That all depends on you, really. If you are not particularly fond of cow milk, goat milk might really hit the spot. However, if you are a cow milk connoisseur, (we have a couple of those around here), goat milk might take a little getting used to. (Note: if you are milking during breeding season, your milk will tend to taste a bit “bucky.” Translation – it tastes a little like the big, smelly, disgusting Billy that has been courting your Nanny.) However, under normal conditions, (and if you keep the buck well away from the milking ladies), if you milk into a stainless steel bowl and immediately strain and cool your milk, it should taste really nice.
Goat’s milk isn’t only good for drinking (or adding to your hot tea, like some British folks around here do). There are several other ways to enjoy it.
We have made our own yogurt using a heating pad and a quart-sized canning jar. Simply add a tablespoon of regular yogurt to your uncooled, fresh goat’s milk. Place it into a box or bowl with a heating pad on low heat surrounding the jar. Leave it for 24 hours and then cool it in the fridge. It isn’t always as thick as store-bought yogurt, but it has all of the probiotic and wholesome goodness of raw goat’s milk. (We like ours plain, but I have read that you can add flavoured jello to the mixture before it sets to make whatever flavor you like best.)
Fresh ice cream is always a hit around here.

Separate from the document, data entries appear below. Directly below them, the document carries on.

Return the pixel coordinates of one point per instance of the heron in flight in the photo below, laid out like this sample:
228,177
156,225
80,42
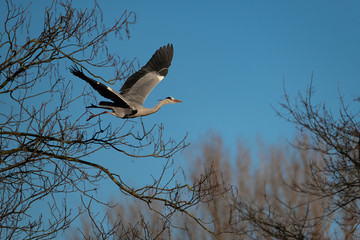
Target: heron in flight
129,102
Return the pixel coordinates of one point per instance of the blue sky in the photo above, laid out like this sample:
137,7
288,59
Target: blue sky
232,58
231,61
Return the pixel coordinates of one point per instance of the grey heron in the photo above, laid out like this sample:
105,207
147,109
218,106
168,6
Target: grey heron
129,102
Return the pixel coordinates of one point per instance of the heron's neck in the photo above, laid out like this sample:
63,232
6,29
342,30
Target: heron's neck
147,111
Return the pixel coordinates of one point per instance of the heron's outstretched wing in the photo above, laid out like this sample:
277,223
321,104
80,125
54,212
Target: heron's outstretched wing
104,90
138,86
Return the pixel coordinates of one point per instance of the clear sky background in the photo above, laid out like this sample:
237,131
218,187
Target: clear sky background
231,61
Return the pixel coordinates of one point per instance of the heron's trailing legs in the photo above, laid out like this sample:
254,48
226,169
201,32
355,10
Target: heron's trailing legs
94,115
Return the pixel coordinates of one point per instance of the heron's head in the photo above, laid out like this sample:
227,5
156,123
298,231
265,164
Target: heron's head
171,100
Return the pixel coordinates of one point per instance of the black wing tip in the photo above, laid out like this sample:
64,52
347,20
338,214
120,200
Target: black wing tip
161,59
75,70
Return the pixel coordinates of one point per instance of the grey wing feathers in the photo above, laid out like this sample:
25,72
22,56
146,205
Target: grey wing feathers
158,65
102,89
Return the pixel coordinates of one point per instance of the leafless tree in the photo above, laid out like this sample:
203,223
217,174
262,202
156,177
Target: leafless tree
239,200
46,149
336,136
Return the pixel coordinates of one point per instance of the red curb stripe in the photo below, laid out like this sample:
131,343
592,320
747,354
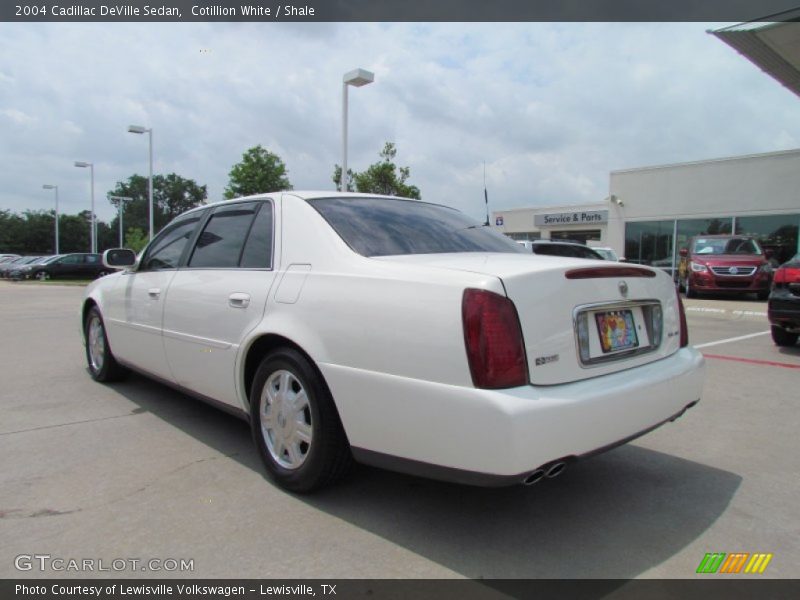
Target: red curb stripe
753,361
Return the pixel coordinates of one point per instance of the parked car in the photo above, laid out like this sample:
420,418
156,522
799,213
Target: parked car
396,333
783,308
732,264
561,248
7,268
22,271
70,266
607,253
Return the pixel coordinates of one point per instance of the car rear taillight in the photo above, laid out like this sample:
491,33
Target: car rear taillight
684,327
493,339
786,275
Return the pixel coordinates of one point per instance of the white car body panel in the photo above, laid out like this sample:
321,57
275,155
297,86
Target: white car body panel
386,334
204,325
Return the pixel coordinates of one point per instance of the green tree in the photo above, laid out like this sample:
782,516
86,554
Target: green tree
135,239
74,232
259,172
172,195
337,178
383,177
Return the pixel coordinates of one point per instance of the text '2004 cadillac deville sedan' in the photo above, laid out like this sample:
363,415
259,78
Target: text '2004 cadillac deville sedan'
397,333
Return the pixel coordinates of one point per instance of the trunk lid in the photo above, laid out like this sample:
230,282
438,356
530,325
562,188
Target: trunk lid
564,304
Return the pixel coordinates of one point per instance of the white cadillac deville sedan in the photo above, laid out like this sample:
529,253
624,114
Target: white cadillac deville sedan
396,333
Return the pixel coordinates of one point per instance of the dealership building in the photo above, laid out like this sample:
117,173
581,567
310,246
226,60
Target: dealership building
650,212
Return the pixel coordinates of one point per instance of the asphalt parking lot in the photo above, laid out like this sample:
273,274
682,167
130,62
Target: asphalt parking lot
136,470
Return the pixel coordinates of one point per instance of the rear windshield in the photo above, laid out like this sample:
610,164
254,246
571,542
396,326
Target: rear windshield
725,246
388,227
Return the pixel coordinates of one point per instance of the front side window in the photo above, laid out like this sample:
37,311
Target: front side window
387,226
221,242
167,248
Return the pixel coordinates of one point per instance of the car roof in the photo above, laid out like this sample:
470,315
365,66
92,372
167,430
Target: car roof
714,236
305,195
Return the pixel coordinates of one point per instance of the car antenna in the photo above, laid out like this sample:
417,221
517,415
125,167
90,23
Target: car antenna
485,194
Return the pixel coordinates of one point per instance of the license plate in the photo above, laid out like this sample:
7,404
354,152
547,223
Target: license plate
617,330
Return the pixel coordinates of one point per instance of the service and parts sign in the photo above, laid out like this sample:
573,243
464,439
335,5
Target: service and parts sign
588,217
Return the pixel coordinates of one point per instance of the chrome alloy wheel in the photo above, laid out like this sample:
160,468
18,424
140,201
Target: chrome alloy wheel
286,423
97,343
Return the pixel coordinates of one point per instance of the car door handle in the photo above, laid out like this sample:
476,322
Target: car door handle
239,300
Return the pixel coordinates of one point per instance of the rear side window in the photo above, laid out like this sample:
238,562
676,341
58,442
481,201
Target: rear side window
167,248
258,248
387,226
222,240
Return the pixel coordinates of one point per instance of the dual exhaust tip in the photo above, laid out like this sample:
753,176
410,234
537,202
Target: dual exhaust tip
550,470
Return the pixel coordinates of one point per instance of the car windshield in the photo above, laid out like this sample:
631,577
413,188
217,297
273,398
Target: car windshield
388,227
794,261
726,246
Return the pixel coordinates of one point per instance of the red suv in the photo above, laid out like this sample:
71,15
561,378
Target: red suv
725,264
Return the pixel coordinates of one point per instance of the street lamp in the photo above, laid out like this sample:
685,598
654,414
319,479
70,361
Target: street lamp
47,186
139,129
80,163
122,200
356,78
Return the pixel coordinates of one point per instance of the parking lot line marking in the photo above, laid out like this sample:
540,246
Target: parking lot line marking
736,339
753,361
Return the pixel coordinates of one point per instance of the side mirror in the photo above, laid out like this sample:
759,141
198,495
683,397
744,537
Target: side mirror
119,258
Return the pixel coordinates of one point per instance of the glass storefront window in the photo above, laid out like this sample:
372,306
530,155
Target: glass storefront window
777,234
649,243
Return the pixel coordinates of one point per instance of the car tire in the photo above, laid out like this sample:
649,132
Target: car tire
103,366
295,424
781,337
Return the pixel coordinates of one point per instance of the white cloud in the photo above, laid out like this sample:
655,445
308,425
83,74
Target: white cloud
551,108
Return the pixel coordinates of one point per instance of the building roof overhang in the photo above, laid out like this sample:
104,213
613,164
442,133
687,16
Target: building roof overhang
771,43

I add a bit of sugar and some peppermint oil with a few ground up chocolate chips and a tsp of vanilla to the goat’s milk before I put it in the freezer in a quart-sized jar. (Be careful not to break the jar with opposing temperatures and don’t use that jar for canning in high heats in the future. It’s best to have designated “milk jars.”) As the milk is freezing, shake the jar every couple of hours. It makes a delicious soft-serve consistency. (It may eventually harden, but we always eat it up before that state!)
Lastly, you can make the very popular goat cheese with fresh milk. We haven’t had as much success with this project, but I know it can be done. (Our attempts at making cheese have laughingly become known as our “squeaky cheese” endeavor. It literally squeaked when we ate it! If you can tell me what I did wrong, PLEASE leave me a comment!)
Oh, one more idea. I was given a lovely gift once of “goat milk lotion.” I have no idea how to make beauty products out of goat milk, but it obviously can be done.